Using Innobackupex to manage Fabric servers

Managing a MySQL Fabric setup requires making new replicants fairly frequently. As I set up for production with a 300G database, mysqldump is not a very practical method for creating replicants because, even on 20 cores & 96GB RAM, it takes basically for ever - about 16 hours - to make a new replicant (not to mention the additional time that gets tacked on to that while the new slave catches up to a master that has been updating aggressively for those 16 hours). On the other hand, if I use innobackupex snapshots to create replicants and then add them to the Fabric group, it only takes me about 1 hour total. Pretty sweet.

The problem I’m having is that when the databases are configured for Fabric (which mostly means with sync-binlog = 1 and GTIDs for everything), I can only create a new slave by taking an innobackupex snapshot from the master. It seems to me that slave snapshots should be functionally identical, and are more desirable for obvious practical reasons.

So here, for jrivera, who generously offered to have a look at the problem when I posted about it on Reddit, are some details:

  1. All Percona servers in this configuration are Linodes of varying sizes set up as Ubuntu 14.04LTS with Percona 72.1 R 0503478.
  2. they all run the same my.cnf (enclosed) with the innodb buffer pool changed to match the particular server, and the server id changed.
  3. I’m taking all snapshots using the same script, enclosed.
  4. When I set up a new server, I simply scp -rp the entire snapshot into a clean /var/lib/mysql, then chown -R mysql:mysql /var/lib/mysql, start the server, and once running I reset master on the new slave and then set gtid_purged to the appropriate value (from xtrabackup_info).

Then, I go to my Fabric controller and add the server.

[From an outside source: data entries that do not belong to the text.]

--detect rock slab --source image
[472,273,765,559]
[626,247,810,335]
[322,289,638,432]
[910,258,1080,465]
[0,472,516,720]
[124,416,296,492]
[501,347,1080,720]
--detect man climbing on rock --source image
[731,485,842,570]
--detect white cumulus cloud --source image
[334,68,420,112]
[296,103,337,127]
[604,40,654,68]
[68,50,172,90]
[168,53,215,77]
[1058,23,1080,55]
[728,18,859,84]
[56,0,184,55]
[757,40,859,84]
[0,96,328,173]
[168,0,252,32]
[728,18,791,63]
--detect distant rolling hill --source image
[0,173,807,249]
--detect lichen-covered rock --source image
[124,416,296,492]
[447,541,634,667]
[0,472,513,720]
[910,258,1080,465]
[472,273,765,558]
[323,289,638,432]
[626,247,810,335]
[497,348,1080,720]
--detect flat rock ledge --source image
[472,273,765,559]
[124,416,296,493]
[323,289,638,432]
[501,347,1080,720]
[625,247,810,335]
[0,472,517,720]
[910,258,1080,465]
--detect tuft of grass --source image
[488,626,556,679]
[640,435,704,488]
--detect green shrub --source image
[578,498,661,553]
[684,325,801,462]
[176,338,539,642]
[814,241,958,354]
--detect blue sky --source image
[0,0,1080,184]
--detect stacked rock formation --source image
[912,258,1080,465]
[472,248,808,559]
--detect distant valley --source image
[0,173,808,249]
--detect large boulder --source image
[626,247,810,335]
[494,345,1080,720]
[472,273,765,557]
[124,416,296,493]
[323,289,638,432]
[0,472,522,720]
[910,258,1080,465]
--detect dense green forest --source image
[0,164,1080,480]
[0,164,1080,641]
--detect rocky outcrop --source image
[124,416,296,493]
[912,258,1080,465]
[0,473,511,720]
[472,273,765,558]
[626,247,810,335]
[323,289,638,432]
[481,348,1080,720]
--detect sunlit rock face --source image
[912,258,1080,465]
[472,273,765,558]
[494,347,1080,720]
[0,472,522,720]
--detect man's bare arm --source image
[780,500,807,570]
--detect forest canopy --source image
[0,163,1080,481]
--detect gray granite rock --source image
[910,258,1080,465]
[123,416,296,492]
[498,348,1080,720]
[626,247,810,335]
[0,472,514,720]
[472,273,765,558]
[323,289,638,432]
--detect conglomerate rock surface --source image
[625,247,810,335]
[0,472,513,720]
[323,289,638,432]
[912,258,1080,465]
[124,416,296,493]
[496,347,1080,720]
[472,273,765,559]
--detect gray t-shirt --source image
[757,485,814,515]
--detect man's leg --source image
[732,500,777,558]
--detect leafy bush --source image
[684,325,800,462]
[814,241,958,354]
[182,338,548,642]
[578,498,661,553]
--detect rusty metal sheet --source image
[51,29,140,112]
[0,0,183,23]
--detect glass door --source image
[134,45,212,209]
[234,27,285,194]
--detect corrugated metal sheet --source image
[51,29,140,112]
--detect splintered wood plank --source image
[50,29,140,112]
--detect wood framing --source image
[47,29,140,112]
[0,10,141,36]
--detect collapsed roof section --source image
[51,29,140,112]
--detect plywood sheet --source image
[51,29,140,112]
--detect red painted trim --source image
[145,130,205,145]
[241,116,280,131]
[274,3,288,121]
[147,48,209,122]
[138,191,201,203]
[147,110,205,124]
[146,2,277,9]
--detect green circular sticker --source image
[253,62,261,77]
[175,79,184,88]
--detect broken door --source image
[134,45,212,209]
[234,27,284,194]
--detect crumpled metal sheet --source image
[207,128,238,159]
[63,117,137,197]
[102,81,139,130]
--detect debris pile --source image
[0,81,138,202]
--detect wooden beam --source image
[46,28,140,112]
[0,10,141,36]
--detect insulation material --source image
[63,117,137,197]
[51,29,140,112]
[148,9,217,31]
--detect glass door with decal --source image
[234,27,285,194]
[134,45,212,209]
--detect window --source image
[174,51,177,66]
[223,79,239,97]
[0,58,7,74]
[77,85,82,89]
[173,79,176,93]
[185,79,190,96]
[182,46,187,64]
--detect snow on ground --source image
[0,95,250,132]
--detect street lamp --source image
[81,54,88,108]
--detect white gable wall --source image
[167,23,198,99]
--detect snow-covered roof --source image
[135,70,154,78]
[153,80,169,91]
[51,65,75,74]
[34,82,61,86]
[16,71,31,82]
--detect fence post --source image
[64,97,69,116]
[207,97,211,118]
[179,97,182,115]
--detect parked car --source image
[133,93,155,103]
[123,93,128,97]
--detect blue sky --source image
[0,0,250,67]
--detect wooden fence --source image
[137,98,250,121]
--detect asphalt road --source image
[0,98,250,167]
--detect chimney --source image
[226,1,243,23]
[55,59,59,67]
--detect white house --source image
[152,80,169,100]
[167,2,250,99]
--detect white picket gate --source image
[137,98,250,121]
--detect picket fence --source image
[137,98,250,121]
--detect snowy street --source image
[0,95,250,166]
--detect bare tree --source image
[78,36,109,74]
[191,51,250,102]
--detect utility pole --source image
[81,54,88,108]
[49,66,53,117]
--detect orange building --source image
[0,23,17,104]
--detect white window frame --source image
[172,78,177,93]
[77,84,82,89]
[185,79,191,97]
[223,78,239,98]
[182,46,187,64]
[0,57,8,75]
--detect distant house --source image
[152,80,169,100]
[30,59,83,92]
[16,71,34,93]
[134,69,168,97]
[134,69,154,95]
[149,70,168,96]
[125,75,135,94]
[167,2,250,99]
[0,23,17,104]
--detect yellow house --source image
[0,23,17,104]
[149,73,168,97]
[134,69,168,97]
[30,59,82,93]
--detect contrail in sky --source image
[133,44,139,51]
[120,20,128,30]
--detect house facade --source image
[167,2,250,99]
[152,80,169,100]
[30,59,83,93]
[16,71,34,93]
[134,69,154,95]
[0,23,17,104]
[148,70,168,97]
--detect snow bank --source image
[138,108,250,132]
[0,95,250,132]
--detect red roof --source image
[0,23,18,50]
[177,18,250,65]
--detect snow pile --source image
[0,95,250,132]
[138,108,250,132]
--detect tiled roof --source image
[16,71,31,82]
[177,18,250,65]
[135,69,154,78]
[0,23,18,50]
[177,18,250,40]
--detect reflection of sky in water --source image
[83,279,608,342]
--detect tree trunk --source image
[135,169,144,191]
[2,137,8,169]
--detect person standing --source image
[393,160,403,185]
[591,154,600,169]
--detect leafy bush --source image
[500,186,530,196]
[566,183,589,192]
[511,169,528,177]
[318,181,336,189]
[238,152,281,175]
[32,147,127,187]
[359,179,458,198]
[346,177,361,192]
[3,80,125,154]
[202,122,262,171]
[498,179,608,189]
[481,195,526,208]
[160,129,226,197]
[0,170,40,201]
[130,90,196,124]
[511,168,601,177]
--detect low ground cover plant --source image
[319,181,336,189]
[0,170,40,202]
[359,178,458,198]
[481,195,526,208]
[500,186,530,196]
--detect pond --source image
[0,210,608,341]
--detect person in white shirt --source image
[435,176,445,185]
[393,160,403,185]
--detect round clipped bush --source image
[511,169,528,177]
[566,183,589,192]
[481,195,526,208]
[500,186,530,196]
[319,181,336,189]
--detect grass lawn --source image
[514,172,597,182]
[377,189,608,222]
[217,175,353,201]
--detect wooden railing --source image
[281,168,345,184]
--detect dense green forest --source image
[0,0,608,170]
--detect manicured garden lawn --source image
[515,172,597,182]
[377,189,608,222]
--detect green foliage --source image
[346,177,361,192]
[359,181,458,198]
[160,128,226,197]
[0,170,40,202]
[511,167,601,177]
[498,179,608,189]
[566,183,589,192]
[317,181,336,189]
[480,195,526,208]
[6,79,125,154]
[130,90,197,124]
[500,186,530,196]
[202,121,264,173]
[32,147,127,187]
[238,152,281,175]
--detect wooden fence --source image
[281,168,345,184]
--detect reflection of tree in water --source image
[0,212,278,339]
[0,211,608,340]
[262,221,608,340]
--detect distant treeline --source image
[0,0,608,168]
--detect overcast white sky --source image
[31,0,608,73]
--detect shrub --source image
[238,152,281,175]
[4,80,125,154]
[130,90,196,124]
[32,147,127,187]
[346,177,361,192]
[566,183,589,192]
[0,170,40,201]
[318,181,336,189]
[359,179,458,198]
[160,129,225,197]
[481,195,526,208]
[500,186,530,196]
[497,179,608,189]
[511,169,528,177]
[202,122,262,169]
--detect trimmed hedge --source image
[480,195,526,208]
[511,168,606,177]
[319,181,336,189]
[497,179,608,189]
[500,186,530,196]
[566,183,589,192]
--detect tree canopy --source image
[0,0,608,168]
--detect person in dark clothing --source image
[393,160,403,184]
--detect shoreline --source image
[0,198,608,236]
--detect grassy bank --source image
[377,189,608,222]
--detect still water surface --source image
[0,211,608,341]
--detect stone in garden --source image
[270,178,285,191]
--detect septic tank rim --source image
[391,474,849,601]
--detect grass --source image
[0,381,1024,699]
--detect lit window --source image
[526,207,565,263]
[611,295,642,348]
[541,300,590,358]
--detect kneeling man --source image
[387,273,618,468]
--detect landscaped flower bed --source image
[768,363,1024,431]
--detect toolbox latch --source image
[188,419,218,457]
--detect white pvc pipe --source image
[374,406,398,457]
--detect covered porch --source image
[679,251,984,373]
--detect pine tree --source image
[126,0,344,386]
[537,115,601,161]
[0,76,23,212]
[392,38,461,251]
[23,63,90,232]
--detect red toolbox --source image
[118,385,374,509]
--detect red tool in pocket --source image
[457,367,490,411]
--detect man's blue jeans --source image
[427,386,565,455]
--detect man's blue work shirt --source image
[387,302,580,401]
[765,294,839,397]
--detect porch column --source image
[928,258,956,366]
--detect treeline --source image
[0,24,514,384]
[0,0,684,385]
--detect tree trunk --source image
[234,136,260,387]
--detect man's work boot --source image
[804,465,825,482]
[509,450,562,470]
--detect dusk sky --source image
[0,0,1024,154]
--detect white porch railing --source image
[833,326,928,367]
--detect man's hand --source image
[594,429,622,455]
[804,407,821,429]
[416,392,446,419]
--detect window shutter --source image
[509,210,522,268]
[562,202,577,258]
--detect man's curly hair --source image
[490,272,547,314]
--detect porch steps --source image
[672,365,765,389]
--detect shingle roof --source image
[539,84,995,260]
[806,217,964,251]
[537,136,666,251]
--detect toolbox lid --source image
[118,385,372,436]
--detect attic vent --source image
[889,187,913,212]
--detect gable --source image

If the snapshot was taken form a slave, I get error 1872: Slave failed to initialize relay log info structure from the repository. On the fabric controller, this error is reported as:
ServerError: Error trying to configure server (0773b58e-f44e-11e4-8143-f23c91185b4c) as slave: Command (START SLAVE , ()) failed accessing (mynewslave:3306). 1872 (HY000): Slave failed to initialize relay log info structure from the repository…

So naturally I try logging on to mynewslave from the Fabric controller with the fabric mysql account, and it works fine. Then I go to mynewslave, repeat the reset master & set grid_purged operation, restart the slave, locally, and get the exact same error.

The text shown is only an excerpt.